Most e-cigarettes sold in the United States are imported (mostly from China). FDA has allowed these products to be imported and sold despite them lacking FDA authorization. Any and all e-cigarettes sold in the US without premarket authorization are illegal, although FDA has used its “enforcement discretion” to allow many to remain on the market. FDA allowed some that were on the market before 2016, when FDA issued its “deeming” rule taking jurisdiction over e-cigarettes, and others to be sold while FDA considers their premarket tobacco product application submitted before September 2020 (July 2022 for synthetic nicotine). But many others, including kid-popular brands like Elf Bar, Myle, Stik, Smok and Fume, don’t qualify for any of these exemptions.

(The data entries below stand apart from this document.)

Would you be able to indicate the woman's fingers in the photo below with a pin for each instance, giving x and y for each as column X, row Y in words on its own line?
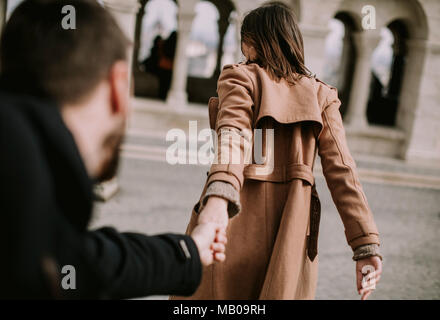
column 365, row 295
column 218, row 247
column 219, row 257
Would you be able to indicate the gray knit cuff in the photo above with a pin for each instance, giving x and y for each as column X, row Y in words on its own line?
column 365, row 251
column 226, row 191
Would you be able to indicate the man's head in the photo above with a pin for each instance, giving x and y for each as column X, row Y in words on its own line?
column 84, row 70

Elf Bar has become one of the most popular products among kids, and provides walloping doses of nicotine salts. At 50 mg/mL nicotine and 5000 puffs per device, one Elf Bar BC5000 really packs a punch.
Last week (May 17, 2023), FDA finally acted to clamp down on some of these products, by asking Customs and Border Enforcement to block them at ports of entry, in its Import Alert 98-06, “Detention Without Physical Examination of New Tobacco Products Without Required Marketing Authorization.” FDA did this through the Commercial Targeting and Analysis Center, which facilitates information sharing among participating government agencies to prevent, deter, interdict and investigate violations of U.S. import and export laws. FDA issued a “red list” including these and other products from China and South Korea that will be blocked at the border.
Parents Against Vaping e-cigarettes (PAVe) deserves credit for pressing Customs and Border Protection, FDA and Congress to block these illegal products. The red list needs to keep growing as FDA clears the backlog of pending applications for other e-cigarettes by the end of the year, as it has promised to do.